One question that we’ve gotten several times is “what are standard VC deal terms?” For those of you who have followed Brad’s blog, you know that he and I wrote an extensive series on term sheet / venture terms. Over time, we’ll update these entries and bring them over to this site, but for now, you can find them here.
To answer your questions regarding what is a “fair valuation” for your deal, that is not an exact science. We’ve receive hypothetical questions like:
“How can I estimate the valuation of a 1 year old startup software company with about $500k revenue?” and
“If we are a healthcare play, is 20% equity for $1M and one board seat in a Series A considered the norm and fair?”
Unlike businesses that have operated for a while, it’s hard to use concrete metrics to derive business valuations. Normal techniques of discounted cash flow, comparable public comparison companies, etc. all are somewhat suspect with a new business enterprise.

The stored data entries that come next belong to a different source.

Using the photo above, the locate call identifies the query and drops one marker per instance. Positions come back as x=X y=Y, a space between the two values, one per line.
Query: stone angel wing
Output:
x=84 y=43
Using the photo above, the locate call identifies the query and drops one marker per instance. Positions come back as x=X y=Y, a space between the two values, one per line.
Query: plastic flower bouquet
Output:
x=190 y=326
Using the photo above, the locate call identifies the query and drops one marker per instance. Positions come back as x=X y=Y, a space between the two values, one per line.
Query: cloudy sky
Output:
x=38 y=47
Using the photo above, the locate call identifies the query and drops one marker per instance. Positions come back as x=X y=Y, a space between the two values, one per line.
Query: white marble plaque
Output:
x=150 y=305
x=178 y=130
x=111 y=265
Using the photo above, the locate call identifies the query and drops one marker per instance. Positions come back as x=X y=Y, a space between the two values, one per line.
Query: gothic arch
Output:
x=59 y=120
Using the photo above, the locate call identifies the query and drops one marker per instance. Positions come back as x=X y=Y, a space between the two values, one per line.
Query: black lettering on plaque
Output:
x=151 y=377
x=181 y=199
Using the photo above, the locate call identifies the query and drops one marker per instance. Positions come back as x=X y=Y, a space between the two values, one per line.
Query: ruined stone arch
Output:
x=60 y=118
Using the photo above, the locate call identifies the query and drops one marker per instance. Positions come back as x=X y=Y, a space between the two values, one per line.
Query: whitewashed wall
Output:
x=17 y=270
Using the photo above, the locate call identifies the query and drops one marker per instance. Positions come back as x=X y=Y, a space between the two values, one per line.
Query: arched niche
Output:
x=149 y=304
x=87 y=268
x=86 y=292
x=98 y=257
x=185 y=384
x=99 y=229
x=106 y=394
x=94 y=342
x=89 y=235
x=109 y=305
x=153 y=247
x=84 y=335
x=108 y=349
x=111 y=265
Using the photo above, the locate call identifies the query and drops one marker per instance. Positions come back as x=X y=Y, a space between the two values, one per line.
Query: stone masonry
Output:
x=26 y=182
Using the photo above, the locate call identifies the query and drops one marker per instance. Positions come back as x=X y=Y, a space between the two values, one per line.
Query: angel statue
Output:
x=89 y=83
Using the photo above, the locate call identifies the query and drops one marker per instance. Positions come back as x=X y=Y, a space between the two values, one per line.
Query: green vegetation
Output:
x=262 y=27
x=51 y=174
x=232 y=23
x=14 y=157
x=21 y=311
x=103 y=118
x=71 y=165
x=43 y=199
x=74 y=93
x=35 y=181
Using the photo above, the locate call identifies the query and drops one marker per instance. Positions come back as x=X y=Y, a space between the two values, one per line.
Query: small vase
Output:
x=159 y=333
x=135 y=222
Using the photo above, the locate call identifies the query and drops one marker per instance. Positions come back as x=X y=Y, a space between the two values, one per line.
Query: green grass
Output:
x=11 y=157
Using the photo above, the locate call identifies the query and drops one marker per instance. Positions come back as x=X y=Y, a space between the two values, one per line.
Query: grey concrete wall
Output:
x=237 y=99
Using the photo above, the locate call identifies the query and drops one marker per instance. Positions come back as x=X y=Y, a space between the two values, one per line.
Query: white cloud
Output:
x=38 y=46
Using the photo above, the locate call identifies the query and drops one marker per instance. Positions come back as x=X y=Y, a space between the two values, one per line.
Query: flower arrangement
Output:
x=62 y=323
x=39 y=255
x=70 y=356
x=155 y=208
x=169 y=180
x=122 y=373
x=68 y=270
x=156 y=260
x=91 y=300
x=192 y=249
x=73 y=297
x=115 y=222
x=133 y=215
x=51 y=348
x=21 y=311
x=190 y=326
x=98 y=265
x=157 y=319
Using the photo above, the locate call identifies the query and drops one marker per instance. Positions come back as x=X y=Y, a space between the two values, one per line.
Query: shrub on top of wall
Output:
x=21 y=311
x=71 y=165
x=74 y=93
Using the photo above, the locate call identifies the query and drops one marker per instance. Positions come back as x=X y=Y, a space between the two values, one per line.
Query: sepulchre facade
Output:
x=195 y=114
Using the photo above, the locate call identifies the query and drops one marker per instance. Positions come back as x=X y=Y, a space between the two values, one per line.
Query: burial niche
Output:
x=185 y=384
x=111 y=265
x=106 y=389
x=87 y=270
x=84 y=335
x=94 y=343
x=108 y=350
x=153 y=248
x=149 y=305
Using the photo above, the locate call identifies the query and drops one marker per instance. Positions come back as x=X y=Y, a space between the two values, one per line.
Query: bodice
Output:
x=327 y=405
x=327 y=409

There is not a single standard technique that VCs use to value companies. It’s part science, part experience and part “gut.” If the deal is competitive, then that figures into the price as well.
Consider that VCs do not invest in companies because of cash flow and revenue, rather the return potential on a company sale or IPO. If your company has 500k in revenue, that is a good sign that you have some customer traction (and that will help your valuation), but the exact number is somewhat irrelevant. It’s about the potential exit value.
As for whether or not $1M should buy 20% of a company in a Series A deal, that would imply a $4M pre-money. Without full knowledge of your company, it’s impossible for me to say what is a reasonable number, but we’ve done deals in this valuation range, so at first blush it’s not completely out of bounds.